10th Premier of North Korea
- In office 11 April 2007 – 7 June 2010
- Chairman: Kim Jong Il
- Preceded by: Pak Pong-ju
- Succeeded by: Choe Yong-rim

Personal details
- Born: 2 May 1944 (age 81) Kankyōnan Province, Korea, Empire of Japan
- Political party: Workers' Party of Korea
- Alma mater: Rajin University of Marine Transport

Korean name
- Hangul: 김영일
- Hanja: 金英日
- RR: Gim Yeongil
- MR: Kim Yŏngil

= Kim Yong-il =

North Korean politician (born 1944)

Kim Yong-il (born 2 May 1944) is a North Korean politician who served as the Premier of North Korea from April 2007 to 7 June 2010. He was elected as Premier by the 5th session of the 11th Supreme People's Assembly (SPA) in April 2007, replacing Pak Pong-ju.
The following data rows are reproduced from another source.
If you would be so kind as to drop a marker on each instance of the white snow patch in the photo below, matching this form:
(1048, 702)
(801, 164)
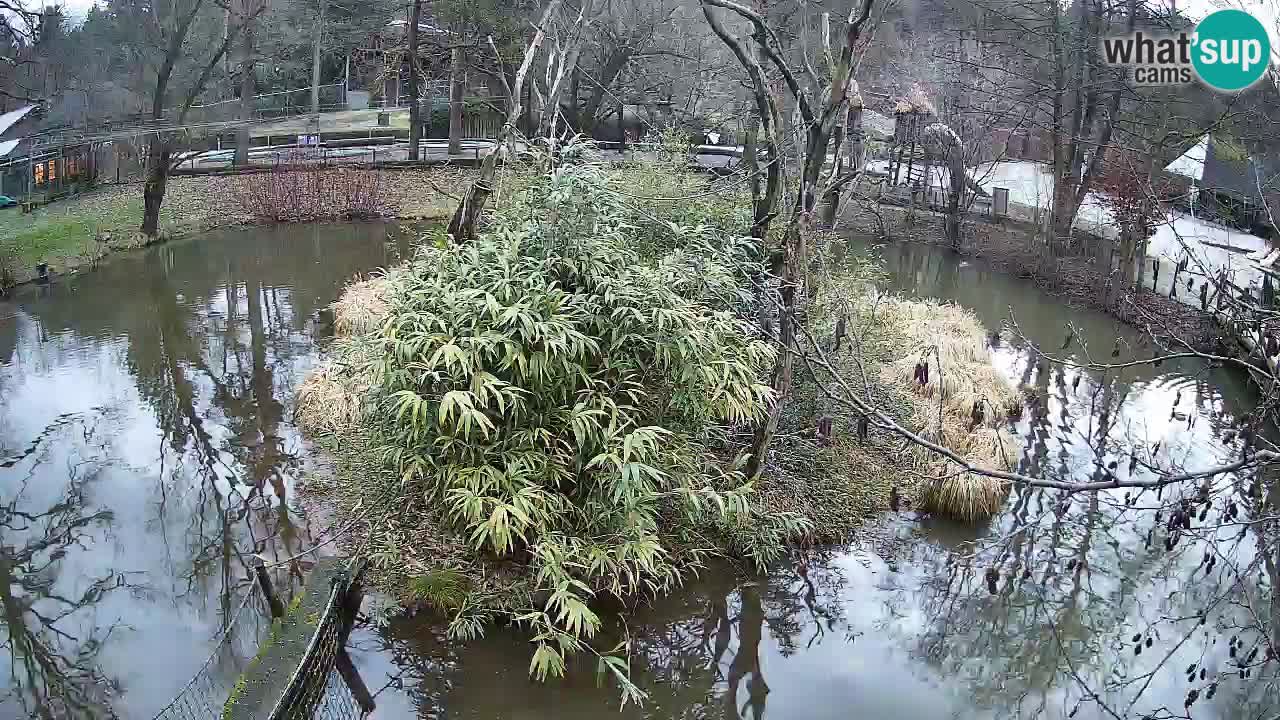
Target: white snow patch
(1192, 163)
(12, 117)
He was then replaced by Choe Yong-rim after a rare parliamentary session on 7 June 2010.

He served in the Korean People's Army from 1960 to 1969, and then graduated from the Rajin University of Marine Transport as a navigation officer. He worked as an instructor and deputy director of a general bureau of the Ministry of Land and Marine Transport for 14 years.

He was the Minister of Land and Marine Transport from 1994 until his election as Premier in 2007. He oversaw the construction of new facilities at the Ryongnam Ship Repair Factory near the western port of Nampo, at the mouth of the Taedong River.

As Premier, Kim Yong-il was the head of government in the DPRK, which means he appointed ministers and vice-premiers, who were confirmed by the SPA, and he was also responsible for economic and domestic policy. Premier Kim's first major speech at the anniversary of the state's founding largely reinforced state ideology. However, on the economy, he carefully balanced demands for heavy industry with consumer goods, light industry, and agriculture: "We will firmly adhere to the socialist economic construction line of the military-first era and while developing the national defense industry first, we will vigorously ignite the flames of the agricultural revolution and the light industry revolution, thus the food problem and the issue of the people's consumer goods should be smoothly resolved".

Premier Kim Yong-il should not be confused with another Kim Yong-il (1955-2000?), the son of the late Kim Il Sung and half-brother of Kim Jong Il, who is said to have died in Germany in 2000, or Kim Yong-il who was Deputy Foreign minister.